2025-05-29

Palavras

Todas as palavras cabem no meu dicionário. Até o vernáculo. Pobre de mim se me impusesse apenas palavras politicamente correctas. Depois, como ia conseguir descrever os dias fdp?

2025-05-25

Fragilidade

A fragilidade é um sopro que se instala nos interstícios do quotidiano.  É no gesto trémulo, no olhar que hesita, no silêncio que se prolonga.  É a pele que se arrepia ao toque da memória, o coração que perde passo perante o eco de uma ausência.  É a palavra não dita, o abraço que ficou por dar, o adeus sussurrado entre lágrimas contidas.  É a certeza de que somos finitos, de que o tempo escorre por entre os dedos como areia.  É a beleza do efémero, a poesia do instante que se desfaz.  Na fragilidade, encontramos a nossa humanidade, a nossa capacidade de sentir, de amar, de ser.  E é nesse reconhecimento que reside a nossa força. 

2025-05-13

Quando o silêncio é uma arma

Na Alemanha nazi, o silêncio era cuidadosamente arquitetado. Não era ausência de som, mas ausência de rastros. 

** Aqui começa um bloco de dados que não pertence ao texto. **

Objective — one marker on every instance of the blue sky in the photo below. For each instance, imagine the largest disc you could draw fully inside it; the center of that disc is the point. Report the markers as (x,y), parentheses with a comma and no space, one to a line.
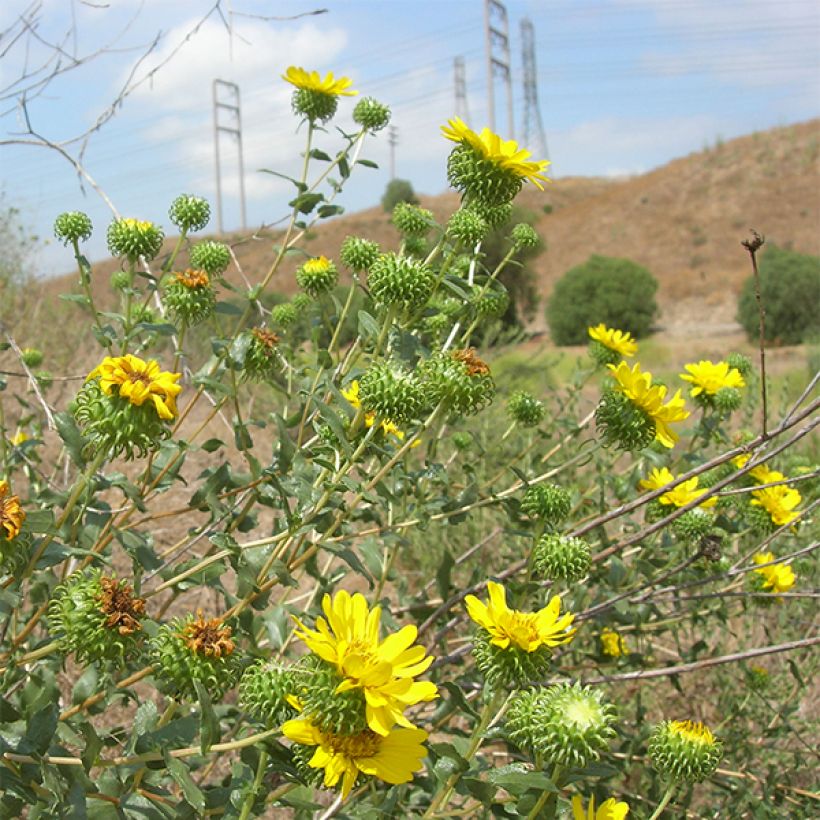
(623,85)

A 7 de dezembro de 1941, uma diretiva assinada por Hitler instituiu a política Nacht und Nebel — Noite e Névoa. Um nome poético para um programa de terror. 

Destinada aos opositores políticos nos territórios ocupados, o objetivo desta política não era apenas punir, mas apagar, fazer desaparecer os corpos, os nomes, os sinais, transformar seres humanos em espectros.

Era mais do que uma estratégia repressiva. Era uma engenharia do esquecimento.

2025-05-11

Desesperança

Desesperança é quando até o amanhã perde o gosto e já ninguém mais escreve cartas para o futuro. O futuro, aliás, transformou-se numa gaveta fechada. A chave? Alguém a perdeu. Talvez tenha sido eu. Ou todos nós, juntos, num silêncio bem ensaiado.

Acordar tem sido um gesto automático: não há mais café que aqueça o peito e desfaça as sombras. As notícias repetem a desgraça com palavras novas, enquanto o público finge surpresa.

Há uma pausa que ninguém preenche, um vácuo entre o que se quer e o que se tem. O mundo continua, claro, mas não convida, enquato as janelas permanecem abertas, mas só entra poeira e mosquitos.

A esperança era uma vela, mas hoje é só cera fria, moldada em formas de desistência. E mesmo assim há quem continue soprando o nada — por vício, talvez.

Mas ainda há um resto, um fiapo, não de esperança, mas de teimosia, de seguir mesmo assim, com os pés no barro e os olhos embaciados, porque às vezes continuar é a única forma de resistência.

2025-05-09

Dia da Europa

Num qualquer 8 de Maio, vi um homem perder o comboio e foi como se perdesse o continente inteiro.

Tinha nos olhos uma pátria desfeita, um idioma sem lugar no mapa. À volta dele, migrantes e medo. Um pouco mais ao lado, uma guerra a acontecer.

Falam de unidade, de paz, de valores comuns.

Mas eu, que sou feita de fronteiras e de ausências, só encontro na Europa de hoje um silêncio onde os velhos hinos dormem, um vinil riscado a repetir promessas que ninguém se lembra de cumprir, uma ausência de ser burocrática e caduca onde os sonhos vão morrer.

Hoje é Dia da Europa.

Na minha rua, ninguém festeja. As andorinhas voltaram, como sempre, sem precisar de passaporte.